Systematic review evidence from August 2023 indicates some supplements may improve erectile function, yet the review explicitly notes uncertainty about marketed formulations and does not provide robust evidence that supplements increase penile girth by themselves [3]. The P‑Long protocol pairs supplements with other interventions and therefore cannot be cited as proof that commercially available pills will produce girth gains comparable to those reported for the combination therapy [1] [3].

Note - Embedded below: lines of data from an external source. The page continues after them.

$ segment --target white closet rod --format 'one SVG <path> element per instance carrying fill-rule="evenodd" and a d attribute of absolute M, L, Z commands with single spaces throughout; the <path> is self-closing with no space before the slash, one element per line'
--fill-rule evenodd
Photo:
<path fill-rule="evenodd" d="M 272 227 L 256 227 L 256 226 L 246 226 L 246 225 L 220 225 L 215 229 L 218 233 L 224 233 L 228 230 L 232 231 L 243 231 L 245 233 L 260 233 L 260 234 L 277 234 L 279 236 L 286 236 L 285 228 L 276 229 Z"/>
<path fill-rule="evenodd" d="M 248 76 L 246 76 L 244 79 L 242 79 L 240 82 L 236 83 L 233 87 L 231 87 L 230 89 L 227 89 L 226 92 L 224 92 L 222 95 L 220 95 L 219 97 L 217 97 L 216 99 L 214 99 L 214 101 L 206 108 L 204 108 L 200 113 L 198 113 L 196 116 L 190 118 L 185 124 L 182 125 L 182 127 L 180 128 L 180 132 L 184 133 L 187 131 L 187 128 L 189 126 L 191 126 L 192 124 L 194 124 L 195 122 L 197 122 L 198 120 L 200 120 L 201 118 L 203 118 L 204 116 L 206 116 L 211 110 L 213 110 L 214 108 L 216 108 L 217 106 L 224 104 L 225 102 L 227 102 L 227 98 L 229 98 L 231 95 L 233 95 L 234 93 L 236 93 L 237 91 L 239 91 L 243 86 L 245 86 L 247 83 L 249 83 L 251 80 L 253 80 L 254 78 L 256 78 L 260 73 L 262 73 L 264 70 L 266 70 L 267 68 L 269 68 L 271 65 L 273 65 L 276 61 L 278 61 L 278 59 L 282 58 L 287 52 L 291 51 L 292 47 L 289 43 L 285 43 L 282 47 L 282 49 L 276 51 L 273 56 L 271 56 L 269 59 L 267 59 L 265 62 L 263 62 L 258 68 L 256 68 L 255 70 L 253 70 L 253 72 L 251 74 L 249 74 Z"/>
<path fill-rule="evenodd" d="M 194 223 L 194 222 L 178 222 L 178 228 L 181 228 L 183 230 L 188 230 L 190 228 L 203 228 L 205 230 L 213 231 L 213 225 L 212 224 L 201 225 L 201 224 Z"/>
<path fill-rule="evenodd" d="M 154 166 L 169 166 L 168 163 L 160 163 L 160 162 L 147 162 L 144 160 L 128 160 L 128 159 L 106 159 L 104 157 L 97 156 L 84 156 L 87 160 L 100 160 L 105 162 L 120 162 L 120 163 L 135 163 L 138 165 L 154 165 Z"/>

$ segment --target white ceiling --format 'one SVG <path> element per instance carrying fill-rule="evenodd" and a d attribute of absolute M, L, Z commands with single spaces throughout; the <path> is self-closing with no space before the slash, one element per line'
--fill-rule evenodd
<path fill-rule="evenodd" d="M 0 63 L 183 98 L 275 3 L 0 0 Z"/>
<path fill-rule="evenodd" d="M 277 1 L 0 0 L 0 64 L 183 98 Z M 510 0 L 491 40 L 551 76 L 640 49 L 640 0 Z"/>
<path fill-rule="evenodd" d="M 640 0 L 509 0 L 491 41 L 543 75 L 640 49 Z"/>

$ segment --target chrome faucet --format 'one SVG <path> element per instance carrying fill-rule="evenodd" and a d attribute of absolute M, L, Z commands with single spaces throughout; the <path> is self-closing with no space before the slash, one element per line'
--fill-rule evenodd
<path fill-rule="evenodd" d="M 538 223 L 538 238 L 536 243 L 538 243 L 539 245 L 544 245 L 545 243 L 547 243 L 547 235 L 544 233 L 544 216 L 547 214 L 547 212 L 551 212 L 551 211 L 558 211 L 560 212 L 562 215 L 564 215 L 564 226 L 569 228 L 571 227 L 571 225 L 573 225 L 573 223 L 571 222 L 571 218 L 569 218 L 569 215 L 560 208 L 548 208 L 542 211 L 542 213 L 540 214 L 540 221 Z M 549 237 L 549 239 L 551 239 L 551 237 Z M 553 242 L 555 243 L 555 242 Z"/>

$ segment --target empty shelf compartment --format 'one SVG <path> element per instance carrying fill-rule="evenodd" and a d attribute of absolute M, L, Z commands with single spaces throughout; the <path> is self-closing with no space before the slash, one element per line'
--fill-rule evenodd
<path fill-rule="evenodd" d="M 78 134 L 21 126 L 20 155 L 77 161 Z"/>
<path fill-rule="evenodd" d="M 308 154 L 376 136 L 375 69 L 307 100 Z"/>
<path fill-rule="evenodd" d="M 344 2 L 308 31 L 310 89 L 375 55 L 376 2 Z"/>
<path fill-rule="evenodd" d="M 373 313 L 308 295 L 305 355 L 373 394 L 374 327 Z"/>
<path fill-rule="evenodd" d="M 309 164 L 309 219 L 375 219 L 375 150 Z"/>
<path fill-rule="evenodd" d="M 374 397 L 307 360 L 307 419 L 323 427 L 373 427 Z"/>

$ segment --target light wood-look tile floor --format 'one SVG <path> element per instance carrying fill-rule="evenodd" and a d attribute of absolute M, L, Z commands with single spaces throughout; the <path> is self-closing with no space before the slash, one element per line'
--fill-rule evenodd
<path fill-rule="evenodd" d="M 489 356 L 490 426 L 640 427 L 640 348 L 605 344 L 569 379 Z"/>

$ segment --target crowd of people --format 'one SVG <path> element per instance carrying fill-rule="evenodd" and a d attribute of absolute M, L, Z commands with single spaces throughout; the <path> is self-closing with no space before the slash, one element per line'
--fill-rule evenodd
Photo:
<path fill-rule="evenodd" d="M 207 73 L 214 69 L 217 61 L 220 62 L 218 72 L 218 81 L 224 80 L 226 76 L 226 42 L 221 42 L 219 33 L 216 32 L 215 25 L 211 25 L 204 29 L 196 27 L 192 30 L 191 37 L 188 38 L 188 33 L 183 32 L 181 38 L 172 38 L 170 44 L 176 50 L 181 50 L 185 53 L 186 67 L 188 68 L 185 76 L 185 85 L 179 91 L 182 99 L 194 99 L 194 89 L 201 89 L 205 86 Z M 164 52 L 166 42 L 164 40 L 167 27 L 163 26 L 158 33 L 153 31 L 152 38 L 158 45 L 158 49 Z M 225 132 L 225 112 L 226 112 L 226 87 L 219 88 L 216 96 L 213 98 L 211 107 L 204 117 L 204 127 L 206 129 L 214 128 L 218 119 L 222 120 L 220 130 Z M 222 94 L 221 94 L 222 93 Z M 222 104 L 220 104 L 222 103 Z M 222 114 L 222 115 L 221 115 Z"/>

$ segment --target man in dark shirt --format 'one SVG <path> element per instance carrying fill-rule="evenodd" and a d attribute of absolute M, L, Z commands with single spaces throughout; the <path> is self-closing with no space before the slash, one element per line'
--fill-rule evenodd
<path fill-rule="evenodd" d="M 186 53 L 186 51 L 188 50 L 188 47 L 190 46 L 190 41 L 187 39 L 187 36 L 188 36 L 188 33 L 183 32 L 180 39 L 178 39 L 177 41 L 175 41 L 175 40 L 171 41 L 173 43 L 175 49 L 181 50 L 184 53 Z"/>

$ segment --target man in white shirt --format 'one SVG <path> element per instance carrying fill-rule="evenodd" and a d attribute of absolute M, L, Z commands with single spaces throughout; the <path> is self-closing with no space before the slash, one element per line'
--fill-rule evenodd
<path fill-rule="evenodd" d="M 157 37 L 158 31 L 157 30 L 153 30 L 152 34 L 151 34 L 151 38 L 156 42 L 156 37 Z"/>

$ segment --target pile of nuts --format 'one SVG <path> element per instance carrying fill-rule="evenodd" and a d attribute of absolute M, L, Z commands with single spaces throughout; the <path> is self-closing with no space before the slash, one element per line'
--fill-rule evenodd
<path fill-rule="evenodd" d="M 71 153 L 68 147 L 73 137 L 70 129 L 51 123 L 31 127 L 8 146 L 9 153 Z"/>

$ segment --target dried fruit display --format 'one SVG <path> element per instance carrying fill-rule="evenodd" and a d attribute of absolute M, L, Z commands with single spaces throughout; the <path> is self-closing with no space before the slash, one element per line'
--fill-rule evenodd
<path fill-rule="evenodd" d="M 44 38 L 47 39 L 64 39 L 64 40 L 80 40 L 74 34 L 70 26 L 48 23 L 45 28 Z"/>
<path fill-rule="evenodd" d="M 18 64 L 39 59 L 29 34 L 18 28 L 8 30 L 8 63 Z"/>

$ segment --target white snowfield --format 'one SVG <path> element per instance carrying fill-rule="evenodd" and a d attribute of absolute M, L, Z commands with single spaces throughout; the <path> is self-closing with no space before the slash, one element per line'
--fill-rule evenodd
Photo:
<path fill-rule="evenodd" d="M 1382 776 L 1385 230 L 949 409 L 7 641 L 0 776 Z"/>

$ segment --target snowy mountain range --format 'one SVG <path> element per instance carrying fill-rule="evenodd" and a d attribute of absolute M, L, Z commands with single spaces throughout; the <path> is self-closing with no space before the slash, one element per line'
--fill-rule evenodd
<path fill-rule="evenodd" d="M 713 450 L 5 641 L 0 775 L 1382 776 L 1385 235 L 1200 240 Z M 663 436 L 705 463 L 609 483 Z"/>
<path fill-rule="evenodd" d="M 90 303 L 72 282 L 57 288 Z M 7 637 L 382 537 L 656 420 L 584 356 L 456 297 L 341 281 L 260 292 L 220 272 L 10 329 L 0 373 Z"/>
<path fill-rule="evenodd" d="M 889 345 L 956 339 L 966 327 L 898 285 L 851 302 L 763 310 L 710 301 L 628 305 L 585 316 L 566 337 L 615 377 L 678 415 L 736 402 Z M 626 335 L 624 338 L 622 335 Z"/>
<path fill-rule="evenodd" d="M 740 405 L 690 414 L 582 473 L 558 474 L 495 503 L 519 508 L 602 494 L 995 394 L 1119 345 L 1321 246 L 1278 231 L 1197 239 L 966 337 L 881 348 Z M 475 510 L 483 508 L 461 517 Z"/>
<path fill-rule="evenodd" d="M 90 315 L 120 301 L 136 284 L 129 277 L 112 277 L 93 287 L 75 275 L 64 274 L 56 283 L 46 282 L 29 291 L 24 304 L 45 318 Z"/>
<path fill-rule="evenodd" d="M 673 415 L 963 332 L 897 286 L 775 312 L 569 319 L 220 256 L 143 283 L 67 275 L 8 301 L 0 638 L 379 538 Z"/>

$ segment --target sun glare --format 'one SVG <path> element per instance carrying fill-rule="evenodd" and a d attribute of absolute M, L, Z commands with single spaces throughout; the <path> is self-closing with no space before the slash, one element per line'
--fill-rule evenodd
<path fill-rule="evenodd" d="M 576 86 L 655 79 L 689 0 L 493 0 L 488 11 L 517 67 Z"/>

6. What Is Missing: Randomization, Component Trials, and Long‑Term Follow‑Up

Key limitations across the available materials are the lack of randomized, component‑wise trials and long‑term outcome data. The P‑Long reports demonstrate efficacy for the bundled protocol but do not include randomized controls or arms testing VEDs alone, traction alone, supplements alone, or PRP alone, nor do they present multi‑year durability data. These omissions mean causal attribution and durability remain unresolved, and replication by independent groups is necessary [1] [2].

7. Practical Takeaway for Patients and Clinicians — Evidence Is Mixed and Contextual

Taken together, the most defensible conclusion from 2023 literature is that a multi‑component P‑Long protocol produced measurable penile size and function improvements in a reported cohort, while evidence for VEDs or supplements alone remains limited and inconsistent; supplements may improve erectile function but are not proven to increase girth by themselves [1] [3]. Before pursuing any treatment, patients should consult qualified urologists or sexual medicine specialists to weigh potential benefits, unknown long‑term risks, and the weak evidence base for single‑modality, non‑surgical approaches [2] [3].